В Маратоне небольшая возвышенность подарила ему огромность океана в более располагающей упаковке — не такой младенчески-голубой, — и он увидел, до чего муравьино-ничтожной долей земноводного глобуса на самом деле оказывается суша. Они остановились поесть, и Болэн заказал черепаху. Конец той улицы был перекрыт втиснутыми громадными носами четырех креветколовов.
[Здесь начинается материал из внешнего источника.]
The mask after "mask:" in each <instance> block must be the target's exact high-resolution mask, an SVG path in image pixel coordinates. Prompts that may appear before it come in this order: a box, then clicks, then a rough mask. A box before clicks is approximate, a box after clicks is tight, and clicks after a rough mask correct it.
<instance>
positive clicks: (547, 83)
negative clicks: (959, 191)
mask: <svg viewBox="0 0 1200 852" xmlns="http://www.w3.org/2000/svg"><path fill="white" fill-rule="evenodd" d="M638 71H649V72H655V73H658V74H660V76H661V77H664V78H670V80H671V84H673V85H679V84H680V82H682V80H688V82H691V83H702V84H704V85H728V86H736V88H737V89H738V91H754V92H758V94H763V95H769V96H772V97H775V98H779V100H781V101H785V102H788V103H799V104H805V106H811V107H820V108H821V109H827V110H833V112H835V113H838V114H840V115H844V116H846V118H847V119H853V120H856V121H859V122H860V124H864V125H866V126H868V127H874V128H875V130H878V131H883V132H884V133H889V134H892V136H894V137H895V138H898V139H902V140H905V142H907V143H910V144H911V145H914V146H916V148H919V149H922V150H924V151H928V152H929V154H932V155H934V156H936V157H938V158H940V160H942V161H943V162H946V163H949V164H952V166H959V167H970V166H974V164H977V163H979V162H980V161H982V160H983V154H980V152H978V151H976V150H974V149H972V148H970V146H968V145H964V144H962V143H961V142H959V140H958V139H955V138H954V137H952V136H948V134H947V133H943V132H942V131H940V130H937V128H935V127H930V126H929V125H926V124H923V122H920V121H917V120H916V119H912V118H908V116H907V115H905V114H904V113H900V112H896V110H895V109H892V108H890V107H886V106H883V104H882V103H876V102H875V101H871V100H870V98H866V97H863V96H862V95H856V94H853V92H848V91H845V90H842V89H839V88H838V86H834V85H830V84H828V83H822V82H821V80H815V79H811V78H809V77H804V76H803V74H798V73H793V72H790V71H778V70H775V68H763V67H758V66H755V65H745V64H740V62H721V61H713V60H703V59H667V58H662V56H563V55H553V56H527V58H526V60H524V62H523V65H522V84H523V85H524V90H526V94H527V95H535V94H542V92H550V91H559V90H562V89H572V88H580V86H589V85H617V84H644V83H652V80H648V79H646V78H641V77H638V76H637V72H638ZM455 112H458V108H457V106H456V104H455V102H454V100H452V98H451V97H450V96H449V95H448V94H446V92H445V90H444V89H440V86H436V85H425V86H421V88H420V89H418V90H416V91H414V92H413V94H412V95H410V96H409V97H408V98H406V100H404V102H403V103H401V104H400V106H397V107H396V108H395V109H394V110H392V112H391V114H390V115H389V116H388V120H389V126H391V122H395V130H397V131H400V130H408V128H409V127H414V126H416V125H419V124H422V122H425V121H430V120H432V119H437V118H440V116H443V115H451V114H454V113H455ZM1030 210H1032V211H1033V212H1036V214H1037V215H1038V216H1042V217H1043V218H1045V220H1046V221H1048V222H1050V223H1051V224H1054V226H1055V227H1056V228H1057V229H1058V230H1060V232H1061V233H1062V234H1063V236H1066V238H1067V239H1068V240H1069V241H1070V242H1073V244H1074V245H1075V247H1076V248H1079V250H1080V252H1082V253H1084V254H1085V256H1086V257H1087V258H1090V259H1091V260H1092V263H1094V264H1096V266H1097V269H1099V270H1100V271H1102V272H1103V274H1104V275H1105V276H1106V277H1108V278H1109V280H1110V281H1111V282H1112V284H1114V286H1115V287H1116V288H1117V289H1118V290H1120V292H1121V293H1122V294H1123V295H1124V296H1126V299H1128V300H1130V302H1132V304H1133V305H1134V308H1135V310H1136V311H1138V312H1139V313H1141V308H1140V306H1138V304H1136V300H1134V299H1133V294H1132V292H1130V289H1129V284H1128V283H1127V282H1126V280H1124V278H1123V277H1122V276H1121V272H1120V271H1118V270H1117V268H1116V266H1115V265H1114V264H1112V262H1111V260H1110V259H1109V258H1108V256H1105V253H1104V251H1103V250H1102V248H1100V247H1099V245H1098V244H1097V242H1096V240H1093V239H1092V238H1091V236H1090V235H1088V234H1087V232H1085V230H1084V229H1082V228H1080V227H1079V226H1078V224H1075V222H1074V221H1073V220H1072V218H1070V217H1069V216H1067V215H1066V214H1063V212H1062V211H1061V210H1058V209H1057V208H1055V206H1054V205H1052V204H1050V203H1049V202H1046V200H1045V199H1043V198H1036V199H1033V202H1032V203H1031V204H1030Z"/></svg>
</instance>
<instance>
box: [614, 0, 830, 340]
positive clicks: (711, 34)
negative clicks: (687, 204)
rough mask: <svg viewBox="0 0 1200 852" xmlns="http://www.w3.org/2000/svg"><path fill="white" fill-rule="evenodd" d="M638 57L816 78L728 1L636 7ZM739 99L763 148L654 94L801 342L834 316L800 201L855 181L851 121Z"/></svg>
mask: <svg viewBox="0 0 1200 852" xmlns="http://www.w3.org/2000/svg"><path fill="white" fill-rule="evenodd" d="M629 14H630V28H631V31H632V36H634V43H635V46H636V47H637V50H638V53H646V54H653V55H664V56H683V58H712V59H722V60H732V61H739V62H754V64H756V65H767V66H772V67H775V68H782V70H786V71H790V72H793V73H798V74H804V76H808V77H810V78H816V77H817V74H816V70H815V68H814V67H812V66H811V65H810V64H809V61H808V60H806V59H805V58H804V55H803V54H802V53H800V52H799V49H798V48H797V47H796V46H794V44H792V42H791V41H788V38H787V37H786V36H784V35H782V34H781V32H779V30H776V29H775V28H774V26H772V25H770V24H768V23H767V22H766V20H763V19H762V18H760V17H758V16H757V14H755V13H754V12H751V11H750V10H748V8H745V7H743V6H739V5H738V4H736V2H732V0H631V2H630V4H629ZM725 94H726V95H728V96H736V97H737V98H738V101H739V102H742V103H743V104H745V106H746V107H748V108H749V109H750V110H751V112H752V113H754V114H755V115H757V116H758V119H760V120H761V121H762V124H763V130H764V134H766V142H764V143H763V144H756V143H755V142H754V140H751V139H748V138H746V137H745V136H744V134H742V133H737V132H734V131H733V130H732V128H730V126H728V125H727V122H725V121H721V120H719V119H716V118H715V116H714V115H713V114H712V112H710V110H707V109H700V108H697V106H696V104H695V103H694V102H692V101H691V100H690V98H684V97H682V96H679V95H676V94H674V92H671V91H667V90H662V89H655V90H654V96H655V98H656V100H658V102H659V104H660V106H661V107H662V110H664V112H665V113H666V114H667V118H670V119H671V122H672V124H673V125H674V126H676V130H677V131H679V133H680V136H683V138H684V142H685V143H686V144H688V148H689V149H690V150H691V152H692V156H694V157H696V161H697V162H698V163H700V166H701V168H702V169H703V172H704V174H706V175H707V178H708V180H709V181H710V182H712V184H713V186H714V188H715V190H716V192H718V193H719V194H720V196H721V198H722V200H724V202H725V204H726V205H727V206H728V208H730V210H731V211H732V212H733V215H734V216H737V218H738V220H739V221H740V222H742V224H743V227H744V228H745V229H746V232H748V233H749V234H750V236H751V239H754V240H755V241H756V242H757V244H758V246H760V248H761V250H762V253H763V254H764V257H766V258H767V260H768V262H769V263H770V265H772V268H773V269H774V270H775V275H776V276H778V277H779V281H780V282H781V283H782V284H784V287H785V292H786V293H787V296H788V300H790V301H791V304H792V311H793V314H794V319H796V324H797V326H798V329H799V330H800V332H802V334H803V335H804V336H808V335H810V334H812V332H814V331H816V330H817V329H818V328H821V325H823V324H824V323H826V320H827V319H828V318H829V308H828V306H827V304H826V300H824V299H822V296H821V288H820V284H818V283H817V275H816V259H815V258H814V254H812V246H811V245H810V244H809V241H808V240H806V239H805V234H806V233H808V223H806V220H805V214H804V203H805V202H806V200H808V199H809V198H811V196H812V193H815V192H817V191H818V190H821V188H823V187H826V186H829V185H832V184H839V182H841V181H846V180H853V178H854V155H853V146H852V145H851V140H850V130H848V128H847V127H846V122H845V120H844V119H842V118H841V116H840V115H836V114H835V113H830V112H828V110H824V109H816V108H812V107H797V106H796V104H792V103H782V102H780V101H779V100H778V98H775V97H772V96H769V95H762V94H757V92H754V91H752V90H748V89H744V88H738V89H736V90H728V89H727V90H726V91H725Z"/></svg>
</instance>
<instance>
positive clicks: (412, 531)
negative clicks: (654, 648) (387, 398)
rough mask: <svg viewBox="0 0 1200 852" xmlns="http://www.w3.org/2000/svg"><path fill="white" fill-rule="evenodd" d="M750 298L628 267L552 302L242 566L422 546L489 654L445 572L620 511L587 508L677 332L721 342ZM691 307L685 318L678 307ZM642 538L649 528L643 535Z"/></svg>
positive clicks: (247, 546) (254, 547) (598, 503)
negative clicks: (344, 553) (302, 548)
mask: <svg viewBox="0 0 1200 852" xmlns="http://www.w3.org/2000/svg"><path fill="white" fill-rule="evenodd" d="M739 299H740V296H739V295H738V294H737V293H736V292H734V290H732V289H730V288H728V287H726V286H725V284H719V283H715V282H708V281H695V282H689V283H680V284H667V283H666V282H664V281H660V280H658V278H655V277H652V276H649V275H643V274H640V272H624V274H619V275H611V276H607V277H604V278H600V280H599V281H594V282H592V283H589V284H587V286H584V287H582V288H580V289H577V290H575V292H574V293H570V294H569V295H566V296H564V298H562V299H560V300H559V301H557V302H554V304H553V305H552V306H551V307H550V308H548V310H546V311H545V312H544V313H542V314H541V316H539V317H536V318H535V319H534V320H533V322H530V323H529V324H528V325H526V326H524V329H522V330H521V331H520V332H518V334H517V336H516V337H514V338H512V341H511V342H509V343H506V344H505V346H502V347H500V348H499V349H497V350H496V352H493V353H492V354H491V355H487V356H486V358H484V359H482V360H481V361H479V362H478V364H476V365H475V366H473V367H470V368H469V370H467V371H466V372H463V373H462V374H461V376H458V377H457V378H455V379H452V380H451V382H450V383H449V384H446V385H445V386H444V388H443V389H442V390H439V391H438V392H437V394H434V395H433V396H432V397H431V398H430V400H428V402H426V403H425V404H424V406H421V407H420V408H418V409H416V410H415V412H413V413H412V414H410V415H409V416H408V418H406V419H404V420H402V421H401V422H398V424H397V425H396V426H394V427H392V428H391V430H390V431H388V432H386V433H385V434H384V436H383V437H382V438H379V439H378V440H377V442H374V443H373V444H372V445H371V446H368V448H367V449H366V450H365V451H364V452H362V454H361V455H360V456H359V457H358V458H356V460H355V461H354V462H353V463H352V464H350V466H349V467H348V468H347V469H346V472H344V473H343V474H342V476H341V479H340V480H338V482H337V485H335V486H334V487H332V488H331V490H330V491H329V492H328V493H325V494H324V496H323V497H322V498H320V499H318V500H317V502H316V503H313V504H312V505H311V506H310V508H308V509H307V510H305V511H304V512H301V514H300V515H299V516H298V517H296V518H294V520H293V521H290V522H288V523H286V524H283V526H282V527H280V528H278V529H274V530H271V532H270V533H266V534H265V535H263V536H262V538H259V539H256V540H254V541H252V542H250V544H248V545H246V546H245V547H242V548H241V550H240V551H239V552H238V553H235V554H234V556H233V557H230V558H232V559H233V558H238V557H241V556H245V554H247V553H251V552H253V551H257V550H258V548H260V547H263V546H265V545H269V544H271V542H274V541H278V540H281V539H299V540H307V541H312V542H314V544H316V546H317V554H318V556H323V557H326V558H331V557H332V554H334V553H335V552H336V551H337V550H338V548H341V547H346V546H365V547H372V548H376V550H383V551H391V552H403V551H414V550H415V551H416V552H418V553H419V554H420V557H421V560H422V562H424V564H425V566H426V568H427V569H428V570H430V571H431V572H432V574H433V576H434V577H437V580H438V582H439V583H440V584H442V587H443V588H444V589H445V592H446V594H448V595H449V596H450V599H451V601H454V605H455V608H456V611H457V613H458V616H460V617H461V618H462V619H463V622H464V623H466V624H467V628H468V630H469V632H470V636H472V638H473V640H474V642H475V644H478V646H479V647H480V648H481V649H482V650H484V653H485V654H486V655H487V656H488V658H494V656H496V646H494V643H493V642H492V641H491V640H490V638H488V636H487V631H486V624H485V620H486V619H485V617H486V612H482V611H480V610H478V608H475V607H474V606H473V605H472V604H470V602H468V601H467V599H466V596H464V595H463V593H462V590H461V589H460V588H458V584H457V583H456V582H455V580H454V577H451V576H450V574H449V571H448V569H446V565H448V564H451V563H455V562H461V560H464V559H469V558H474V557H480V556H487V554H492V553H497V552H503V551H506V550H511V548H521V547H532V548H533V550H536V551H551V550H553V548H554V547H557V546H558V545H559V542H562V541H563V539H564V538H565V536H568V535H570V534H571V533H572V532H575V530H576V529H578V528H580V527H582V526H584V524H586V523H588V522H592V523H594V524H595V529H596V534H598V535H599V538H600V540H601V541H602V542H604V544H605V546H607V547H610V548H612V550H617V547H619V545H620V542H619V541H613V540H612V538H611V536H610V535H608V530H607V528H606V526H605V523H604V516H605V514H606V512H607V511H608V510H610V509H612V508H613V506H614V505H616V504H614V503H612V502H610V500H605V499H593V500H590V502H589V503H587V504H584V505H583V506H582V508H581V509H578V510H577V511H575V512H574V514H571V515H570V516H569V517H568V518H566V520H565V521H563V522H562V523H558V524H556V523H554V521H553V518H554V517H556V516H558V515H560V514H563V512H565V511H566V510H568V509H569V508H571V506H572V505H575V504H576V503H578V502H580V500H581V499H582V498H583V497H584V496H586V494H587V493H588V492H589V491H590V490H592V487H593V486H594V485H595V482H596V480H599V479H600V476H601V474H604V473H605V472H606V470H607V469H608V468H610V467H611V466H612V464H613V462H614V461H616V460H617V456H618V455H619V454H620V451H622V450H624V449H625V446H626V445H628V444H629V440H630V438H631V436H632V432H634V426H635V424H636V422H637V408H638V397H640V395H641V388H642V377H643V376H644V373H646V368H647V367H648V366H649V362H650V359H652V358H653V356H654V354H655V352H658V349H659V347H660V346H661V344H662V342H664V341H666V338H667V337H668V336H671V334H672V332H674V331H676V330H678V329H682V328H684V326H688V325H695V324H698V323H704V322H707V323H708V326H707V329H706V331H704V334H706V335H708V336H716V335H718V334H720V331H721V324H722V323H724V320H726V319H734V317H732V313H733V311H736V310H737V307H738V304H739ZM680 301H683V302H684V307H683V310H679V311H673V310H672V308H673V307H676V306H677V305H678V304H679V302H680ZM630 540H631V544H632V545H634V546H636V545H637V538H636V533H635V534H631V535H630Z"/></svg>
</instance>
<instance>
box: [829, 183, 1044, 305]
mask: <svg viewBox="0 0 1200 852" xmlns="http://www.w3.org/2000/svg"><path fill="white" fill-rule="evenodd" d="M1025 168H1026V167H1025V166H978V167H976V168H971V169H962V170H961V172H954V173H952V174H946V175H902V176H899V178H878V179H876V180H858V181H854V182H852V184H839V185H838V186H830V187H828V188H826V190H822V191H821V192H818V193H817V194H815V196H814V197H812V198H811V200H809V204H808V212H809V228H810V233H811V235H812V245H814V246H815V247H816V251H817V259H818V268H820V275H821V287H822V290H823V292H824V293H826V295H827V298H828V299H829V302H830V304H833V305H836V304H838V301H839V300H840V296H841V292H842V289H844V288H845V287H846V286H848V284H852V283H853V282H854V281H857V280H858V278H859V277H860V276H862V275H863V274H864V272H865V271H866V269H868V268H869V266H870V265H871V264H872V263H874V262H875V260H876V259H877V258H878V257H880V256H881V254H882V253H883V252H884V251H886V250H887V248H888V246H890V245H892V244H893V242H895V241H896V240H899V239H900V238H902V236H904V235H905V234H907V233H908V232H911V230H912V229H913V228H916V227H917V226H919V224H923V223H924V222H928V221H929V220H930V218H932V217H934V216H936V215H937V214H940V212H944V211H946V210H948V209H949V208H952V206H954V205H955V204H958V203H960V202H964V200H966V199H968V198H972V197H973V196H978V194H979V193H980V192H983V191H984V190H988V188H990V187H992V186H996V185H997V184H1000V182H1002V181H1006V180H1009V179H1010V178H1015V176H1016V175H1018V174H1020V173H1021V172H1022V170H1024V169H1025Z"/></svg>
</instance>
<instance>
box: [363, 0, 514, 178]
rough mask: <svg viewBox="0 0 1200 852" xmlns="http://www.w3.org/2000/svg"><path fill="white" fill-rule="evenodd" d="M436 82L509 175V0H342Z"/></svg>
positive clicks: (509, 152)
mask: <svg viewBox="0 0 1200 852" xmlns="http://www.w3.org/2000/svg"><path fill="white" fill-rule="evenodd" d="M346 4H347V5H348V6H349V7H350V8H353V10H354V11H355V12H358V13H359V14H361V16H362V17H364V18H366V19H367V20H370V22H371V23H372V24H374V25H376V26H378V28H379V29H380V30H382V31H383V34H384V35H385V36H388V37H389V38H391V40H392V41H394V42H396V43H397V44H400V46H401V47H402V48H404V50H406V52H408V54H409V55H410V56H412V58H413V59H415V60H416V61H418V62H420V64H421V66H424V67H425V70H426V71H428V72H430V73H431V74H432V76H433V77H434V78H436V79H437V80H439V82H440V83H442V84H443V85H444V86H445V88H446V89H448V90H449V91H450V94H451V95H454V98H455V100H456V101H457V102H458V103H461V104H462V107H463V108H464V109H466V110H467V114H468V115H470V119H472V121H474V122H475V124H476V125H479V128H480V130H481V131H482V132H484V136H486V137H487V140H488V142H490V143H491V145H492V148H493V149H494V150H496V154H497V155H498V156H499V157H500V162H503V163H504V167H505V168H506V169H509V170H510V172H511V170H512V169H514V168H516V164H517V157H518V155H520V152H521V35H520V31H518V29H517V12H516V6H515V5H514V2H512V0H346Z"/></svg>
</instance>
Наверху спутались их траловые выстрелы. Он читал: «Южный крест», «Мисс Беки», «Клипер Тампы» и «Ведовство». На палубе «Клипера Тампы» рыбак в деревянном кресле, шляпа надвинута на глаза, полуспящий, показывал средний палец даме, целившей в него через видоискатель своего «кодака». Когда она сдалась, его рука упала обок кресла, голова упокоилась под углом поудобней. Он спал.
Вдруг они оказались посреди Ки-Уэста и заблудились с повозкой, набитой летучими мышами, что мотылялась за ними по боковым улочкам, где и без нее-то трудно свернуть. Проехали Баптистскую церковь на Пятой улице и прочли девиз на вывеске перед входом:
ГДЕ ДРУЖЕЛЮБИЕ — ПРИВЫЧКА,
А ПАРКОВКА НЕ ЗАГВОЗДКА.
Они заехали в старый соляной пруд, и пришлось сдавать назад. Срезали по Тропической авеню к Семинарской затем по Семинарской к Гриннелл с Гриннел на Оливию и вниз по Оливии к Переулку Богадельни где машина у них заглохла и пришлось вербовать местное население; кое им помогало, покуда хорошенько не присмотрелось и не отпрянуло, сказав:
— Нетопыри!
Но Болэн вдруг стал счастлив оттого, что он в Ки-Уэсте. То был любимый городок Хэрри Трумена{193}, Хэрри Трумен Болэна устраивал. Ему нравилось замечание Трумена о том, чтоб валить из кухни, если не переносишь жары{194}. Болэн считал, что оно лучше чего угодно у Кьеркегора. Кроме того, ему нравились Труменовы костюмы из Канзас-Сити и внутренне присущая безмятежность до-итальянского вымогателя с часовой цепочкой. Наслаждался он самим ощущеньем того, что Первая Леди лысеет{195}, меж тем как дочка лестью проникла в передачу Эда Салливана, где затопила всю публику в студии оперной грязевой ванной собственного изобретения{196}.